Na Folha, Janio de Freitas produz uma afirmação que condensa todo o
drama da eleição presidencial que se aproxima. Não há – e, ao que tudo
indica, não haverá – uma disputa entre candidatos, partidos, projetos. O
que há é um sistema de poder, que se expressa pelo Judiciário, que
interdita e quer manter interditado não apenas um homem, mas uma opção
de Brasil.
A disputa que decide
Janio de Freitas, na Folha*
A eleição presidencial está disputada, e
será decidida, entre o pré-candidato que, apesar de único a não estar em
campanha, detém descansada preferência do eleitorado, e de outra parte o
combinado STF-STJ. Acima da divergência em aspectos jurídicos, os
termos dessa disputa lançam uma interrogação sobre a legitimidade do seu
resultado como representação eleitoral democrática.
O eleitorado reúne cerca de 150 milhões
de cidadãos, mas os votos que vão decidir a disputa central são os de 11
ministros do Supremo Tribunal Federal e 33 do Superior Tribunal de
Justiça, aos quais caberá a palavra final sobre a possibilidade de que a
pré-candidatura preferida nas pesquisas busque sê-lo também nas urnas.
As condições vigentes há meses são claras
na indicação de que o problema de legitimidade do resultado eleitoral é
secundário, ou nem se apresenta, nas considerações do Judiciário
ocupado com o enlace condenação-prisão-candidatura.
A marcha rumo ao objetivo judicial, ou
assim invocado, não desacelerou nem diante de regras também judiciais,
superando-as sob a observação cúmplice dos que condenam cúmplices.

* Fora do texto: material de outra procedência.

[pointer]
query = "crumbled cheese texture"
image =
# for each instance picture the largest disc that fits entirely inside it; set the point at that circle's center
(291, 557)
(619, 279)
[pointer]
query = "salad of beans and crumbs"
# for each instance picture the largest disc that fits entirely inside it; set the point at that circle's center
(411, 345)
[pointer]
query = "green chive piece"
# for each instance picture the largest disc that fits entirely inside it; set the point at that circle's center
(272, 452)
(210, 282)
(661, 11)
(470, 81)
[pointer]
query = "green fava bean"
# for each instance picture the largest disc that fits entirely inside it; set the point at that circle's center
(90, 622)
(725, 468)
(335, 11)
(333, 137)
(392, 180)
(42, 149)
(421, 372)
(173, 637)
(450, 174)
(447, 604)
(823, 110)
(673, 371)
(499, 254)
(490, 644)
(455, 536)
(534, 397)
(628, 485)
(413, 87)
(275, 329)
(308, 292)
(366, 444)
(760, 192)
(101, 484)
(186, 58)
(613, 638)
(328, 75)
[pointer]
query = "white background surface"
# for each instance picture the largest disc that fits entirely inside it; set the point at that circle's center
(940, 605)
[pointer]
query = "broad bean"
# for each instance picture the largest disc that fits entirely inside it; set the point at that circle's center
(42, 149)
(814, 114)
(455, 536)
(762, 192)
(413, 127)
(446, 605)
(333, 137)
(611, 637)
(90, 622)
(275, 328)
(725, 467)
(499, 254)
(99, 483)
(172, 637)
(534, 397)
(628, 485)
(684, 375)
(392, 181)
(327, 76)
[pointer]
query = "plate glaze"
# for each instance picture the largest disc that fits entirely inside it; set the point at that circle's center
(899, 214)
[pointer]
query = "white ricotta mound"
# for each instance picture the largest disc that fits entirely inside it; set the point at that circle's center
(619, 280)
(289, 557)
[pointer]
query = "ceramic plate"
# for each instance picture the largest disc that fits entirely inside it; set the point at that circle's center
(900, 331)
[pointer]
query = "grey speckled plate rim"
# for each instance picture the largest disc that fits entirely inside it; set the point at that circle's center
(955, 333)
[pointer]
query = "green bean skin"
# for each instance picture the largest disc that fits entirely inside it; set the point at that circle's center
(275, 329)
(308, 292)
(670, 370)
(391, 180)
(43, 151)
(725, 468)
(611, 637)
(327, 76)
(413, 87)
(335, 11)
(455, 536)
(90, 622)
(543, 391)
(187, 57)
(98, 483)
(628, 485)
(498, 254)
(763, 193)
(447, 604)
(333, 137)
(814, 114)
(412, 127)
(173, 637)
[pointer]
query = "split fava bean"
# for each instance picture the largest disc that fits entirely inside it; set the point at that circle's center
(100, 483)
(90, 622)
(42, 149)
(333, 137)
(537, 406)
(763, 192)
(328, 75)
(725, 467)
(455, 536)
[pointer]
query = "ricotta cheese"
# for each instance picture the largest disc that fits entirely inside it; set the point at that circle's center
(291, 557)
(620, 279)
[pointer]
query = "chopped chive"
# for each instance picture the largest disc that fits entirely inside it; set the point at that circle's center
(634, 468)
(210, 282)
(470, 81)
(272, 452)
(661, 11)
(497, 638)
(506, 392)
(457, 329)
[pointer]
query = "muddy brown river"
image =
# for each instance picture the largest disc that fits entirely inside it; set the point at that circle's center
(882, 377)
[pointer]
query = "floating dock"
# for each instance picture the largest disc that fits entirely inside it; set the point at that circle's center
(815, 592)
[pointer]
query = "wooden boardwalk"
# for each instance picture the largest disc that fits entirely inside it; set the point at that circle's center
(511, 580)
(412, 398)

Marcha batida até chegar ao segundo êxito, consumado no encarceramento
com dupla significação: como ato judicial e, por consequência, como ato
político-eleitoral.
Em tais circunstâncias, o pedido e a
concessão de habeas corpus só podem ser vistos como atitudes impensadas
em favor de Lula. Não caberia a mais leve dúvida de que o habeas corpus
não daria ao preso mais do que algumas horas, se tanto, de liberdade
relativa.
Os bem-sucedidos condenadores não tinham
por que descuidar do seu êxito e tinham todos os meios, nas regras e
fora, para devolver Lula à prisão. Usaram todos, e nem o deixaram chegar
à porta.
Das seis pretensas razões citadas na
concessão do habeas corpus, só uma tem potencial efeito. A autorização
do Supremo para prisões já em condenação na segunda instância, e não no
esgotamento constitucional dos recursos, condicionou-as à fundamentação
da sua necessidade.
No caso, nem sequer foi apresentada
fundamentação. Com o farto tempo para elaborá-la, ou o desembargador
João Gebran e seus companheiros não encontraram fundamentos
convincentes, ou mais uma vez o Supremo foi relegado, e pronto. Mas que a
falta de fundamentação explicitada compromete a ordem de prisão, é tão
certo quanto a submissão do Supremo.
Ao que tudo indica, o momento menos
desfavorável a Lula, no Judiciário, será a avaliação de provas que devem
acompanhar a condenação. A etapa, se houver, se dará no Superior de
Justiça ou no Supremo. Neste, o ministro Edson Fachin tem repelido a
falta de provas e criticado a limitação dos procuradores da Lava Jato a
delações. Já são mais do que notórias, porém, as práticas exclusivas
para Lula.
Logo, a disputa eleitoral decisiva, entre
o líder das preferências eleitorais e o combinado STF-STJ, permanece. E
até que acabe, o processo nada significa para os demais pretendentes
nem para os eleitores, a 90 dias das urnas.